Tobias J. Des e-mails non expurgés du NIH montrent des efforts pour exclure une origine de laboratoire de Covid. The Nation. 19/01/2023.

L’autre problème est que l’un de ses virologues, Kristen Andersen, est un chercheur subventionné par le NIH, également auteur d’un article crucial dans lequel il conclura quelques semaines à une origine naturelle de la pandémie (« The proximal origin of SARS-CoV-2 »), estimant qu’« aucun scénario basé sur une fuite de laboratoires n’est plausible ».

Le document déclassifié relatant cette fameuse découverte est un e-mail adressé le 1er février 2020 par A. Fauci à Jeremy Farrar, directeur du Wellcome Trust à l’époque et qui a occupera les fonctions de scientifique en chef de l’Organisation mondiale de la santé (OMS) en 2023. A. Fauci y fait état de ses immenses inquiétudes puisqu’il estime que l’information révélée par ses confrères nécessite d’être relatée e toute urgence aux services de renseignements américain et anglais, en l’occurrence le FBI et le MI5 :

« J’ai dit [à Andersen] que dès que possible lui et Eddie Holmes devraient réunir un groupe de biologistes évolutionnistes pour examiner attentivement les données afin de déterminer si ses préoccupations sont validées. Il devrait le faire très rapidement et si tout le monde est d’accord avec cette préoccupation, ils devraient le signaler aux autorités compétentes. J’imagine qu’aux États-Unis, ce serait le FBI et qu’au Royaume-Uni, ce serait le MI5. »

Tobias J. Des e-mails non expurgés du NIH montrent des efforts pour exclure une origine de laboratoire de Covid.

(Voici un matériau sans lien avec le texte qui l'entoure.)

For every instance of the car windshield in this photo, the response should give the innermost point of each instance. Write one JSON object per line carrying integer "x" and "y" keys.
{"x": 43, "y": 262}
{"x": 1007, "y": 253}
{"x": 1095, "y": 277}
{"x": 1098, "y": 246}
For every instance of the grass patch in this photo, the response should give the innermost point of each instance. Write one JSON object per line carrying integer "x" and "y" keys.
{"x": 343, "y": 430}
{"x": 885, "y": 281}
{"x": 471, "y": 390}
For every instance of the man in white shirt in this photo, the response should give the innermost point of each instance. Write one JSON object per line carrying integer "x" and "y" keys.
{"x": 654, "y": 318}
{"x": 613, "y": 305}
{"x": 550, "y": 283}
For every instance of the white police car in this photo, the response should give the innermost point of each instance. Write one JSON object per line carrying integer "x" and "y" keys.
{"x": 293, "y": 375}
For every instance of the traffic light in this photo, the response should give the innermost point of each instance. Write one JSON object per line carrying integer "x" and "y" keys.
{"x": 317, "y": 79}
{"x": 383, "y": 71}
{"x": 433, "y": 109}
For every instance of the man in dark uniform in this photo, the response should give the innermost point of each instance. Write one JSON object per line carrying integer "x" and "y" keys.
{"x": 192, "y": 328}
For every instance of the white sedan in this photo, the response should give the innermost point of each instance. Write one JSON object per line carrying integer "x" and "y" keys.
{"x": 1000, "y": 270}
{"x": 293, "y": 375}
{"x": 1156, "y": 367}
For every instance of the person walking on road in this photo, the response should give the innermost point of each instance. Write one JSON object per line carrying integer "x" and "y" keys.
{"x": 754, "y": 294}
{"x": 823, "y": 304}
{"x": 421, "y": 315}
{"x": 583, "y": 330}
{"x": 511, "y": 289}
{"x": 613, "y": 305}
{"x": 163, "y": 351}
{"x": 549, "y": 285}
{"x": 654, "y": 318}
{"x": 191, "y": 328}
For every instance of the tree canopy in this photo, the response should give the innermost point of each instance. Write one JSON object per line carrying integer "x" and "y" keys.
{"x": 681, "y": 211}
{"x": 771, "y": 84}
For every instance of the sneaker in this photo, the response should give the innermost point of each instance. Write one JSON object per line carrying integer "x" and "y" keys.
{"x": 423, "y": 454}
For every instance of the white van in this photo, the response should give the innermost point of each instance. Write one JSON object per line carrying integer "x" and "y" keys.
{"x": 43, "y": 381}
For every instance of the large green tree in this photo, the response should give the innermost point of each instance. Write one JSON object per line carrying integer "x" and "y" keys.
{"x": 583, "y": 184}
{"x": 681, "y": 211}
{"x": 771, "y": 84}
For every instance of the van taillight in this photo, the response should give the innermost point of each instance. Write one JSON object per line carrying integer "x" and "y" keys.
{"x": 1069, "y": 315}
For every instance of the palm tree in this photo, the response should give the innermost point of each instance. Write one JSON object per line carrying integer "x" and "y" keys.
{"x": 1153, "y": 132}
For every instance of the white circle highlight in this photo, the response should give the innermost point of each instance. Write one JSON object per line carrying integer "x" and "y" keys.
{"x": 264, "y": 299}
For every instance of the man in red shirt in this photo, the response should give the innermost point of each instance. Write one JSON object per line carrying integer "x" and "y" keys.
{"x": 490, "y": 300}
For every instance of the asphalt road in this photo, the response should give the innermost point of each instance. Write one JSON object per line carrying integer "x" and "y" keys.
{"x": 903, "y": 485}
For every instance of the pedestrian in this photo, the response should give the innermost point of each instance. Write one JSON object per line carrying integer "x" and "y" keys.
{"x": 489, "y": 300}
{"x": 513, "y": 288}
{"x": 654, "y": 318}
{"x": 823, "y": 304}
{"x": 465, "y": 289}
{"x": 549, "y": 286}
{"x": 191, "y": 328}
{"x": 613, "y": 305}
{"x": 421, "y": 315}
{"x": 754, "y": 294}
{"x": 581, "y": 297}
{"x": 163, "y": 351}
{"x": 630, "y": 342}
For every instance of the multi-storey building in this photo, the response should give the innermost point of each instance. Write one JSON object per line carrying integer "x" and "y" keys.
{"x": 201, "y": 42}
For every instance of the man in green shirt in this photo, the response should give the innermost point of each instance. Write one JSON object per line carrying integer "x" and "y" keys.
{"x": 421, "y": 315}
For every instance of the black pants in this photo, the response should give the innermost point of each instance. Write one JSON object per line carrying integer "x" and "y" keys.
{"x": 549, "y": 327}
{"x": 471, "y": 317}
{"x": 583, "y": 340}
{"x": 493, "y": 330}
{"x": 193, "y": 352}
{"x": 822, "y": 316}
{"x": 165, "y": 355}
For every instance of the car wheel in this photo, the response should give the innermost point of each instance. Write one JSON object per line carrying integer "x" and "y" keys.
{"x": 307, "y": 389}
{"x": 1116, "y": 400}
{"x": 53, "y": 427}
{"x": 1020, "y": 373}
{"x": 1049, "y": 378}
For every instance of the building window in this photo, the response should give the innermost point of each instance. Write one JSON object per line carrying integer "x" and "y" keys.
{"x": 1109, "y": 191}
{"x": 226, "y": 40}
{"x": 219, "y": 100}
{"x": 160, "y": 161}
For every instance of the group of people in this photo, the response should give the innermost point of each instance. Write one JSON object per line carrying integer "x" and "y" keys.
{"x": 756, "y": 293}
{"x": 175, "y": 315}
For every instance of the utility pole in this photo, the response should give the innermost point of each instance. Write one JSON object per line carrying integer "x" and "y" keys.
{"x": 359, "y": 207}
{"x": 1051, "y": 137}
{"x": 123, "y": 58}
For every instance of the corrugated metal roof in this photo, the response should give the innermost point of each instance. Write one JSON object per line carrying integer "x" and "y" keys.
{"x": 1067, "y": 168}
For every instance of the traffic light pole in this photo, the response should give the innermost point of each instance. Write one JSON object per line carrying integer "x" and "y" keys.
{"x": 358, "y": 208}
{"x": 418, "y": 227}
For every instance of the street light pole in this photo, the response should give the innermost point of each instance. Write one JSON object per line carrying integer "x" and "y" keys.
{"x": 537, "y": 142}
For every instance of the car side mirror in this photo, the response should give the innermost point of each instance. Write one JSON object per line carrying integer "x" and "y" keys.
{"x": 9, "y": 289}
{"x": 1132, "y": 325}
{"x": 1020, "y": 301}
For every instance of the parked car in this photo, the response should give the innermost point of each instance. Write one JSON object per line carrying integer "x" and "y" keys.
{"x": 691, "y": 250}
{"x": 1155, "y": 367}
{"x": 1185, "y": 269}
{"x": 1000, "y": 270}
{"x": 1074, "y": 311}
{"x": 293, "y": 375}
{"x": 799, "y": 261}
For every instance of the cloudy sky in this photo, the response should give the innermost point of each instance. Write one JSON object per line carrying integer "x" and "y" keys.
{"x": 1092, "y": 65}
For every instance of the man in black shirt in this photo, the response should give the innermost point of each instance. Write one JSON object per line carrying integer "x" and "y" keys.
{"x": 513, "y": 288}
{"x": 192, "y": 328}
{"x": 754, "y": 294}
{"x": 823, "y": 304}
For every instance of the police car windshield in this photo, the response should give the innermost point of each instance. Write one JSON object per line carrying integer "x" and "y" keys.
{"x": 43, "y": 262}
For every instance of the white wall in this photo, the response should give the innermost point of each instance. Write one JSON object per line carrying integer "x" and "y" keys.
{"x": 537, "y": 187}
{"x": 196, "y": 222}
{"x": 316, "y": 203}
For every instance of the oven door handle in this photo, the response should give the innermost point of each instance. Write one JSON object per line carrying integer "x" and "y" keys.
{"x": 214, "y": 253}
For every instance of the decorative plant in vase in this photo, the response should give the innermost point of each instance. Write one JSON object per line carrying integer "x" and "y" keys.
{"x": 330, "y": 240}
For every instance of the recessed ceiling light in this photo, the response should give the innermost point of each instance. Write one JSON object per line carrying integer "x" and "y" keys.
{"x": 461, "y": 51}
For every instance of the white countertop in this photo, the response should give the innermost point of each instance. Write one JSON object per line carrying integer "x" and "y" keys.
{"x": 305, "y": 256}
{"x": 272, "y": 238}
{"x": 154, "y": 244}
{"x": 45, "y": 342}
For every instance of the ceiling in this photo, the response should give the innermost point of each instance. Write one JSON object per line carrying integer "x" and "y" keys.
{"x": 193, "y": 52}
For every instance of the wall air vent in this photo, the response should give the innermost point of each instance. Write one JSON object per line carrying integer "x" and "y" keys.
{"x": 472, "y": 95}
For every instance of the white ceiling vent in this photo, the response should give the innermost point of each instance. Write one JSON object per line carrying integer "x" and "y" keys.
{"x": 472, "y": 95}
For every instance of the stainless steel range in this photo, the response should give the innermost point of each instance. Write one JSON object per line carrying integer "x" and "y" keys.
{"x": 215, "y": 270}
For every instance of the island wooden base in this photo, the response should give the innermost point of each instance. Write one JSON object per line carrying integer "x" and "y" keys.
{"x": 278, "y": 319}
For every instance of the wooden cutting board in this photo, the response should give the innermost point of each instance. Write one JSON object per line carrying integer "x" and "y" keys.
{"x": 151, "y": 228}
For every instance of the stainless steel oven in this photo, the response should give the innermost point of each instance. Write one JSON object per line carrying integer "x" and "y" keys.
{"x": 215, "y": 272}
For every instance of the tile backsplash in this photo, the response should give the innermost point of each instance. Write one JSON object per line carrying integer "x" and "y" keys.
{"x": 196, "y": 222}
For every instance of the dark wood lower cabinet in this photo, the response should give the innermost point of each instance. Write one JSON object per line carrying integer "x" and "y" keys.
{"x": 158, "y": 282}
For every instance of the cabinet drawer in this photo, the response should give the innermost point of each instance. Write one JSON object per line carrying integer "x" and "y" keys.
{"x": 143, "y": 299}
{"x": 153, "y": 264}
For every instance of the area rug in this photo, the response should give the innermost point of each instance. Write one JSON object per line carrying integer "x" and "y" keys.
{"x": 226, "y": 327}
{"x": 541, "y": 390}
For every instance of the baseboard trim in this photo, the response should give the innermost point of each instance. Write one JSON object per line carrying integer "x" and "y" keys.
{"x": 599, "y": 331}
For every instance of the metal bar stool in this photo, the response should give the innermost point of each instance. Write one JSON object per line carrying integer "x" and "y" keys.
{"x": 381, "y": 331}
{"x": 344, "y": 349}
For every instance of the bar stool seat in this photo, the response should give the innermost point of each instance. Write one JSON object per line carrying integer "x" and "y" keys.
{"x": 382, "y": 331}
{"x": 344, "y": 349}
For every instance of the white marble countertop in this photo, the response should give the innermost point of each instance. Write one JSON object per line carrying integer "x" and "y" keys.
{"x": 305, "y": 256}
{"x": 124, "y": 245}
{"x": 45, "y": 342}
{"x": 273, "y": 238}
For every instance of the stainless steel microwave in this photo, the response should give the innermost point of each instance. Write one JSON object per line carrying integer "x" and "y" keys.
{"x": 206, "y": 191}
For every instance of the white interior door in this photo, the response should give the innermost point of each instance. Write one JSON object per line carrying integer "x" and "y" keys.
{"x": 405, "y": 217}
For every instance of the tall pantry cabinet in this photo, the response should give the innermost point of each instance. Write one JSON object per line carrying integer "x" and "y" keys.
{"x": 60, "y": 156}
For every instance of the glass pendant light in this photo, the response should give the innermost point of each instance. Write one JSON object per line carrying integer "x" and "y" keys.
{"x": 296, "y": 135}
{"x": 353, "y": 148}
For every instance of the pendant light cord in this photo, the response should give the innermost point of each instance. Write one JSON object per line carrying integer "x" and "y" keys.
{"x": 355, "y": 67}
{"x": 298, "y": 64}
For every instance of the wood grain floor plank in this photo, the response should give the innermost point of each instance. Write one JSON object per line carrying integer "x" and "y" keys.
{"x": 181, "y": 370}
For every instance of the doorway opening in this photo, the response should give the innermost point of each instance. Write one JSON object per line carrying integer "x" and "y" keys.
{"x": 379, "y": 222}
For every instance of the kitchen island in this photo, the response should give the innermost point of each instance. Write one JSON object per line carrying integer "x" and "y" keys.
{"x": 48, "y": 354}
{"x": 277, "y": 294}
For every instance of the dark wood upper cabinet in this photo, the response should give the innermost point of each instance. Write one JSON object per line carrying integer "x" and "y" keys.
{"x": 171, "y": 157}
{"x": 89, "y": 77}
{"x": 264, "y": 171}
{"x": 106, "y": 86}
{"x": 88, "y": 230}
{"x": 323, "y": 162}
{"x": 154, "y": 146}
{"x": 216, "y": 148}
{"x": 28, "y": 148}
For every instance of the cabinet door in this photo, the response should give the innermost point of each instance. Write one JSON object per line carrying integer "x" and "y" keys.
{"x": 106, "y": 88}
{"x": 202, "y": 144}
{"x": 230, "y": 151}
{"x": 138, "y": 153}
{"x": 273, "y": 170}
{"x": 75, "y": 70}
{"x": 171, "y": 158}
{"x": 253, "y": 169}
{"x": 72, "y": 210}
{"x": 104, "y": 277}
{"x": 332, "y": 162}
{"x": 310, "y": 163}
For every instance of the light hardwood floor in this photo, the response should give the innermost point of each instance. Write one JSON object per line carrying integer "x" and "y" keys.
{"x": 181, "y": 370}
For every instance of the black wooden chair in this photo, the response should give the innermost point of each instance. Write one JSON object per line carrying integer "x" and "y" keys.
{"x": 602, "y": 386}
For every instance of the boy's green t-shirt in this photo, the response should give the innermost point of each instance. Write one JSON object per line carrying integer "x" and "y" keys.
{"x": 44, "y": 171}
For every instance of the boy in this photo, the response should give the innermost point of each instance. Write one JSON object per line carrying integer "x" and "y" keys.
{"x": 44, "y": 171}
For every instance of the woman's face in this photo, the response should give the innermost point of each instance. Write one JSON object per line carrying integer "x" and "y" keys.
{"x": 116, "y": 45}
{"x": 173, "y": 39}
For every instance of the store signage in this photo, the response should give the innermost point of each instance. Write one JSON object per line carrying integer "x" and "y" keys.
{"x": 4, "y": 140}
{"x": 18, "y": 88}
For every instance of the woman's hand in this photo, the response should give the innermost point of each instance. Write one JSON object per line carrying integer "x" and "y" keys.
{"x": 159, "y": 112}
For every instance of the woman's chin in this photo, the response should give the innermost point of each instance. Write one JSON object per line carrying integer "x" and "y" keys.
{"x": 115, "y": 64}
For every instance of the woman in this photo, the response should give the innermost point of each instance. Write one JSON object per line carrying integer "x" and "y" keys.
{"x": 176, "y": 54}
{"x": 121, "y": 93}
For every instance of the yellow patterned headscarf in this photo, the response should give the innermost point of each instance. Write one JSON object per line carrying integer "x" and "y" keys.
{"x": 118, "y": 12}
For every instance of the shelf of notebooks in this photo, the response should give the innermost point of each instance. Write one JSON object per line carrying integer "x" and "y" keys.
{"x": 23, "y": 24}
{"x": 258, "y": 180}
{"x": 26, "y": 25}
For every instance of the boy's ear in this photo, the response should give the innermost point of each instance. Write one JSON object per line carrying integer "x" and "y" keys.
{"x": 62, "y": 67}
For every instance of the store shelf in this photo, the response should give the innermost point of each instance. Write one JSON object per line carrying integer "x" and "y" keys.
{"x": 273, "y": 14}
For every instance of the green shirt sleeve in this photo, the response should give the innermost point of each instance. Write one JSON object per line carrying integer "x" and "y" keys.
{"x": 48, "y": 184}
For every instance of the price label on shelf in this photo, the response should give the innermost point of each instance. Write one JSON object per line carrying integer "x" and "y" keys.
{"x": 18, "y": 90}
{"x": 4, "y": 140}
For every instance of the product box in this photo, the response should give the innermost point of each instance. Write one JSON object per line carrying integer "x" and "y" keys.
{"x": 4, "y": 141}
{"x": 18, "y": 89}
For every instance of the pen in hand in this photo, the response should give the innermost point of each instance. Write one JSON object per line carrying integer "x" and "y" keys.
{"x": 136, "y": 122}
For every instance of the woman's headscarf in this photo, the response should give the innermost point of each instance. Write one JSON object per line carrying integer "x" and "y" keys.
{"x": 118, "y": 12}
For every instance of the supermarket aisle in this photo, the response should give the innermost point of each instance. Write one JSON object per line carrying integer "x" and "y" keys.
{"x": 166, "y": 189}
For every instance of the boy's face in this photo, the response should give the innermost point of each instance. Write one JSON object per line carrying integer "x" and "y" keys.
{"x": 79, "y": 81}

The Nation. 19/01/2023.

Incendie criminel ou hasard du calendrier ?

Dans ce contexte, peut-on exclure l’hypothèse d’un lien entre l’incendie du bureau du sénateur qui a juré d’établir la responsabilité du Dr A. Fauci dans la création du SARS-CoV-2, et l’annonce de nouvelles preuves à charge contre celui qui fut le chef d’orchestre de la réponse pandémique ? Est-on sûr qu’un homme suspecté d’être impliqué dans la fabrication d’un virus conçu pour être hautement pathogène, qu’il a laissé prospérer a minima passivement, en imposant à toute une nation des mesures contre-productives, adoptées par le monde entier, hésiterait à faire disparaître des preuves établissant cette responsabilité ?

Ce n’est qu’une hypothèse, mais un simple survol de la presse et des réseaux sociaux montre qu’elle est sur toutes les lèvres. Entre-temps, un ultimatum a été adressé à Xavier Becerra, le responsable du Département de la santé et des services sociaux (HHS) suite au fameux e-mail envoyé le 1er février par Anthony Fauci et révélé par la Commission d’enquête sur le COVID du Congrès.

Rappelons à toutes fins utiles que trois chercheurs du NIAID sont aujourd’hui considérés comme les concepteurs de vaccin, dont on sait depuis juin 2021, selon un accord de confidentialité (p. 105) publié dans la presse (The Expose), que le brevet est codétenu par Moderna et le NIAID et qu’il existait déjà en décembre 2019, avant la découverte du patient zéro.